Si les problèmes de digestion concernent une part importante de la population, certains aliments courants aggravent les symptômes, à commencer par les ballonnements. Selon Top Santé, un fruit largement consommé en France contiendrait des composés spécifiques qui perturbent le système digestif.

Ce qu'il faut retenir

  • Le melon, fruit très répandu en été, contient des FODMAPs qui favorisent les gaz et les inconforts intestinaux.
  • Les FODMAPs sont des sucres fermentescibles mal absorbés par l'intestin grêle, provoquant des ballonnements et des douleurs.
  • Les personnes souffrant du syndrome de l'intestin irritable (SII) sont particulièrement vulnérables à ces effets.

Un fruit estival souvent mal toléré

D'après Top Santé, le melon, souvent associé à l'été et aux repas familiaux, pourrait bien être un ennemi discret de notre confort digestif. Ce fruit, apprécié pour sa fraîcheur et sa teneur en eau, contient en effet plusieurs types de FODMAPs (Fermentescibles Oligo-, Di-, Mono-saccharides And Polyols). Ces sucres, naturellement présents dans certains aliments, ne sont pas totalement absorbés par l'intestin grêle. Leur fermentation par les bactéries intestinales produit alors des gaz, responsables de ballonnements, de douleurs et d'une sensation d'inconfort.

Cette particularité n'est pas anodine pour les personnes sensibles. Comme le rappelle Top Santé, les FODMAPs sont souvent pointés du doigt dans le cadre du syndrome de l'intestin irritable (SII), un trouble digestif chronique touchant environ 5 % de la population française, selon les estimations de la Société nationale française de gastro-entérologie.
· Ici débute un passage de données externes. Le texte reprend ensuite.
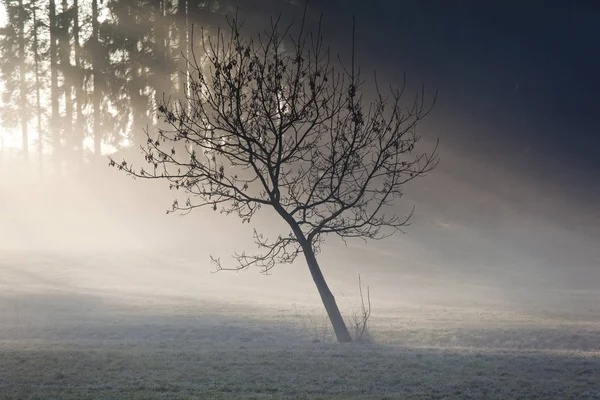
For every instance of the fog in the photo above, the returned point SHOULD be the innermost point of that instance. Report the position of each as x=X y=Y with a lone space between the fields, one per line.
x=107 y=235
x=493 y=284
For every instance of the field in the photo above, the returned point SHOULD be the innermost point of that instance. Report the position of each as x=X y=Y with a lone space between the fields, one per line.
x=61 y=339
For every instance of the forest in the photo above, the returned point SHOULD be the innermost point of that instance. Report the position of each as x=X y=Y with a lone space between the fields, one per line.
x=82 y=78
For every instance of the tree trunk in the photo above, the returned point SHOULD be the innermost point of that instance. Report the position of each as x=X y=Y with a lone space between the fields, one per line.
x=22 y=82
x=339 y=326
x=96 y=81
x=79 y=95
x=38 y=103
x=55 y=124
x=65 y=65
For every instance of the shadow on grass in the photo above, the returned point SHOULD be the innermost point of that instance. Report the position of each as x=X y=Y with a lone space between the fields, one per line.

Des sucres fermentescibles à l'origine des symptômes

Les FODMAPs regroupent plusieurs familles de glucides, dont les plus problématiques sont le fructose, le lactose, les fructanes, les galacto-oligosaccharides et les polyols. « Dans le cas du melon, c'est principalement le fructose qui pose problème », explique une nutritionniste interrogée par Top Santé. « Ce sucre, en excès par rapport au glucose, n'est pas entièrement absorbé par l'intestin, ce qui favorise sa fermentation par les bactéries intestinales. »

Cette fermentation produit des gaz comme le dioxyde de carbone, l'hydrogène et le méthane, responsables des ballonnements et des flatulences. Pour les personnes souffrant de SII, les symptômes peuvent être particulièrement invalidants, allant jusqu'à perturber le quotidien. « Autant dire que, pour ces patients, une simple portion de melon peut déclencher une série de désagréments », souligne la spécialiste.

Quels autres aliments faut-il surveiller ?

Si le melon est aujourd'hui pointé du doigt, il n'est pas le seul fruit à contenir des FODMAPs. Selon Top Santé, les pommes, les poires, les mangues, mais aussi certains légumes comme les oignons et l'ail, peuvent également poser problème. « La liste est longue, et elle inclut des aliments que l'on considère généralement comme sains », précise la nutritionniste. « Le secret ? Apprendre à identifier les aliments problématiques et à les substituer si nécessaire. »

Pour les personnes sensibles, une réduction temporaire des FODMAPs dans l'alimentation peut apporter un soulagement significatif. Des régimes spécifiques, comme le régime pauvre en FODMAPs, sont d'ailleurs recommandés par certains gastro-entérologues pour gérer les symptômes du SII.

Et maintenant ?

Les recherches sur les FODMAPs et leur impact sur la digestion devraient se poursuivre dans les années à venir. D'ici 2027, de nouvelles recommandations pourraient être publiées par les sociétés savantes de nutrition et de gastro-entérologie, afin d'aider les patients à mieux adapter leur alimentation. En attendant, une consultation avec un professionnel de santé reste la meilleure solution pour identifier les aliments problématiques et ajuster son régime alimentaire.

Certains nutritionnistes soulignent aussi l'importance d'une rééducation alimentaire progressive, plutôt qu'un régime d'exclusion strict. « L'objectif n'est pas de supprimer tous les FODMAPs, mais de trouver un équilibre qui limite les symptômes sans priver l'organisme de nutriments essentiels », indique une experte en diététique.

Non, tous les melons ne contiennent pas la même quantité de FODMAPs. Par exemple, le melon miel est généralement mieux toléré que le melon charentais. La tolérance varie aussi selon les individus.